This article that I wrote with Arun Narayanan, Eric Fosler-Lussier, and DeLiang Wang has just been published in the IEEE Transactions on Audio Speech and Language Processing. The official version can be found on the IEEE website, but there is also a free preprint available on my website. I recently wrote about the process of publishing this article, but I also wanted to discuss the article itself.
If I had to sum up the article in one sentence, “We show that, contrary to prior belief, the ideal binary mask can be used directly in automatic speech recognition systems without additional compensation.”
Our work presents a large amount of experimental evidence to support this claim. We also provide a thorough analysis of why the direct masking approach works and why it may have been missed by other researchers.
In the fields of speech separation, speech enhancement, and robust ASR, the ideal binary mask (IBM) has been proposed as a solution. Assume we have a sound signal that is composed of speech and some type of background noise. If the sound signal is represented in a time-frequency representation, then each pixel in the representation contains some energy from the speech and some energy from the noise. A ratio mask can be defined as the ratio of speech energy to noise energy in any pixel. The IBM is simply a thresholded ratio mask. The basic principle is that we want to keep time-frequency units that are mostly speech energy and discard all other information.
Many interesting perceptual experiments have been conducted with the IBM over the years. It is clear that if the IBM can be computed and applied to a noisy signal, it can greatly enhance both the quality and intelligibility of the signal. In fact, a properly formatted binary mask applied to a noise signal containing no speech can produce a signal that sounds like a speech utterance.
While this work is very compelling in terms of human speech perception, the application of the IBM in automatic speech recognition has been lacking. Direct use of a masked signal in ASR systems did not seem to provide any benefit.
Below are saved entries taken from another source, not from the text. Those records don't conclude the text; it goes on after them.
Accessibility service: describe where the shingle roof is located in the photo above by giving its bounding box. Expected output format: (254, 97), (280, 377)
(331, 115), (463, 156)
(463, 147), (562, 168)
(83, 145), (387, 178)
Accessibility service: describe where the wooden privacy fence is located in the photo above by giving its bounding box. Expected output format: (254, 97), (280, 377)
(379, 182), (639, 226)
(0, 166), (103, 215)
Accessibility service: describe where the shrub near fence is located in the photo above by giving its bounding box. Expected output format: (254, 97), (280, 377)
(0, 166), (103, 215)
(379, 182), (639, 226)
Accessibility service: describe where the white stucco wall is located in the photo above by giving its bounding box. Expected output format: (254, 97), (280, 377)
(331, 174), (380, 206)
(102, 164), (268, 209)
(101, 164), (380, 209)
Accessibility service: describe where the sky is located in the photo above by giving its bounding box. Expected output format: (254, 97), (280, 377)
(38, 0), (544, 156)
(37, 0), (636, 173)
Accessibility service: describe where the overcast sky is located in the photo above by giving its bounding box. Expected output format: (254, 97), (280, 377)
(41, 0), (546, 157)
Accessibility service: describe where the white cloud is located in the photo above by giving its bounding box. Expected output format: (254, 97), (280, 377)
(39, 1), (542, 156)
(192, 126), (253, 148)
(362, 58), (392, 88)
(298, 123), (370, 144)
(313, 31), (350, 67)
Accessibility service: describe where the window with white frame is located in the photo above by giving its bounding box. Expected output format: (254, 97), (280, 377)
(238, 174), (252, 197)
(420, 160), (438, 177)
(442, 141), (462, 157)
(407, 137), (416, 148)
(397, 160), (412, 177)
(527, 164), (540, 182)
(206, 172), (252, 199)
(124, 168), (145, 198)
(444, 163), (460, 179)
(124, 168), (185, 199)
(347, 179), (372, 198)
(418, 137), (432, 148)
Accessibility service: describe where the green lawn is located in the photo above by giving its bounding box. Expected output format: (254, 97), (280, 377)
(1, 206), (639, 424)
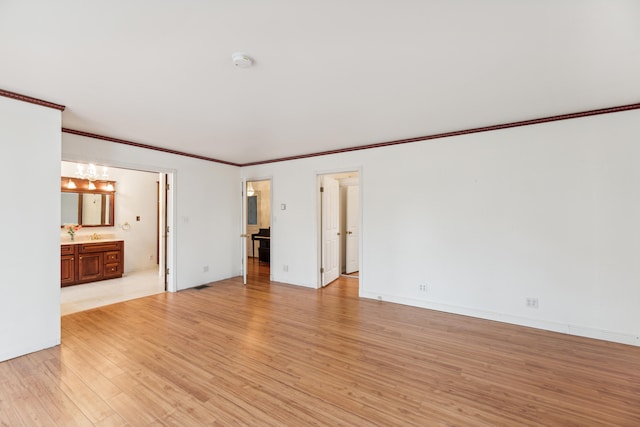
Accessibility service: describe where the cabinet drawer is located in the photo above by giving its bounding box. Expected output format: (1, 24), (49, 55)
(104, 251), (121, 263)
(79, 241), (121, 253)
(61, 245), (75, 255)
(103, 263), (122, 278)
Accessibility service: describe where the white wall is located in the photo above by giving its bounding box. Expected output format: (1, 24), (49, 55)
(62, 133), (240, 290)
(242, 109), (640, 346)
(61, 162), (160, 273)
(0, 97), (61, 361)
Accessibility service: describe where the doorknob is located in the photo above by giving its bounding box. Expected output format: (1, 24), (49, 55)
(337, 232), (341, 236)
(347, 231), (353, 235)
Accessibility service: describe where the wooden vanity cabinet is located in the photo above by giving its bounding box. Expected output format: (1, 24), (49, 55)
(61, 240), (124, 286)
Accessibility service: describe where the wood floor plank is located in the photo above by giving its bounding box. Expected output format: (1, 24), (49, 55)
(49, 353), (126, 425)
(1, 372), (59, 427)
(18, 352), (95, 427)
Alternative approaches to applying the IBM have been proposed, but it inherently removes the simplicity of the IBM-based approach.
Our work demonstrates that by making a small change to the features used in ASR—a change that most modern ASR systems incorporate anyway—the IBM masked signal can be used directly. In fact, this direct masking approach outperforms some other previously proposed compensation methods.
The small change we refer to is variance normalization. It is well known that additive noise reduces the variance of cepstral features for ASR, and variance normalization helps alleviate this issue. We demonstrate that the binary masking of speech has the opposite effect—it increases the variance of the features—but variance normalization also solves this problem.
This paper adds to the established literature in binary mask based approaches to robust ASR. The direct masking approach is arguably the simplest approach to using the IBM in ASR; its absence from the literature was a mystery. Our work explains this absence and demonstrates the viability of the approach.